Renoir et l’impressionnisme

Formé à l'École des Beaux-Arts de Paris, il rencontre Claude Monet, Alfred Sisley et Frédéric Bazille, et avec eux forge la sensibilité qui allait donner naissance à l'Impressionnisme.
En 1874, la première exposition du groupe révèle au public une peinture qui préfère la sensation fugace à la vérité définitive. Renoir y expose avec ferveur. Sa contribution au mouvement est singulière : là où Monet scrute la lumière sur l'eau et les cathédrales, Renoir la pose sur les visages, les robes de mousseline et les bras nus. Il est l'impressionniste du bonheur, celui qui refuse que la modernité soit triste.
Après une courte crise intime — le « syndrome d'Ingres » des années 1880, où il tente un retour au dessin strict —, il revient à sa manière première avec une maîtrise encore plus sensuelle, qu'il appelle lui-même sa « période nacrée ». Son œuvre incarne ainsi à la fois le cœur du mouvement impressionniste et sa perpétuelle remise en question.

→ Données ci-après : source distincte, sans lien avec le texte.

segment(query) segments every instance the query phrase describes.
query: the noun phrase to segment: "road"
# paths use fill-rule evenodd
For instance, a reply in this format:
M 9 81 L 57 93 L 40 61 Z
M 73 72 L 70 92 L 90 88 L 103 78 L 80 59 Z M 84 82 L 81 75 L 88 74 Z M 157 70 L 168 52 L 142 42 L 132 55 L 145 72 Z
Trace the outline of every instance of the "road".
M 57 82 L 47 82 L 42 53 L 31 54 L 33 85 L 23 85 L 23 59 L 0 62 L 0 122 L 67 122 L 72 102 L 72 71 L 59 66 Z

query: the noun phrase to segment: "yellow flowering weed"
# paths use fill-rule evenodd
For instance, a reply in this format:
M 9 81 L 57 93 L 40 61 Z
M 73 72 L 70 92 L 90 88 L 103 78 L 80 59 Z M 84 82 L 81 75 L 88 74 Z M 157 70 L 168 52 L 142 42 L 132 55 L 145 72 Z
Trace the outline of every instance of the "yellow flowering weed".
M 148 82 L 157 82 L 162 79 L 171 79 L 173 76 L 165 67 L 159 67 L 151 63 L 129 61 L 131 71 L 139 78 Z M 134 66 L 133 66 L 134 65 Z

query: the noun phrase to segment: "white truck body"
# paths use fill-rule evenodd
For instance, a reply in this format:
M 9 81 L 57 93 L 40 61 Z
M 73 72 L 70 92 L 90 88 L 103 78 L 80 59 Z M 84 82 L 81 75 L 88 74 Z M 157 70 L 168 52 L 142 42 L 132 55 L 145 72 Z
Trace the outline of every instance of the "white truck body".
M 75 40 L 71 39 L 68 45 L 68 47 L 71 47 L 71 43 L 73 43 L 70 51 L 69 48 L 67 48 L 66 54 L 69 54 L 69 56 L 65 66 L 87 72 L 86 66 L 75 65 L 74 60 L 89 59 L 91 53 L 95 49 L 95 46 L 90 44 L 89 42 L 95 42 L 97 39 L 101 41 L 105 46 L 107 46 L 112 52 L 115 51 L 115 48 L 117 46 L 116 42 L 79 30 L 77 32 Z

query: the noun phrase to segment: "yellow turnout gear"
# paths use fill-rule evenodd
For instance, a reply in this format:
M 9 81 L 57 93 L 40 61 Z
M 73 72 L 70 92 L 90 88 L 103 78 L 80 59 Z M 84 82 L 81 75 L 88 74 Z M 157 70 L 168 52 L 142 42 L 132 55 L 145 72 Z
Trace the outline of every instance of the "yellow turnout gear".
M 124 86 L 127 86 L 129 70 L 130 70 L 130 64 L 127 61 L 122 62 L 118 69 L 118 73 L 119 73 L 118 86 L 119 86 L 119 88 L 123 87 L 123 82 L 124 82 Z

La Peinture joyeuse de Renoir

Si l'impressionnisme est souvent associé aux paysages de plein air, Renoir, lui, est avant tout un peintre de l'humain. Son sujet central, presque obsessionnel, est la figure féminine — jeunes femmes lisant, se baignant, tressant leurs cheveux ou souriant dans la lumière d'une après-midi. Ces représentations ne sont jamais froides : elles débordent d'une tendresse charnelle, d'une lumière qui semble habiter les chairs elles-mêmes.
Il est également le peintre des scènes de sociabilité heureuse. Le Bal du moulin de la Galette (1876) en est l'emblème absolu : une foule de Parisiens ordinaires dansant, buvant et riant en plein air à Montmartre. Ce grand format, aujourd'hui conservé au musée d'Orsay, est une déclaration d'amour à la vie populaire et à l'instant présent, capturé dans des taches de lumière filtrée par les feuillages.
Les enfants, les fleurs, les natures mortes de fruits, la Seine en été — tout ce que Renoir touche se teinte d'une même qualité : l'imminence du plaisir. Il ne peint pas la souffrance, non par naïveté, mais par choix philosophique assumé. « Il faut embellir, » disait-il. Cette conviction esthétique, parfois critiquée comme un refus du réel, est en vérité une posture radicale dans un siècle hanté par la guerre, la misère et le doute.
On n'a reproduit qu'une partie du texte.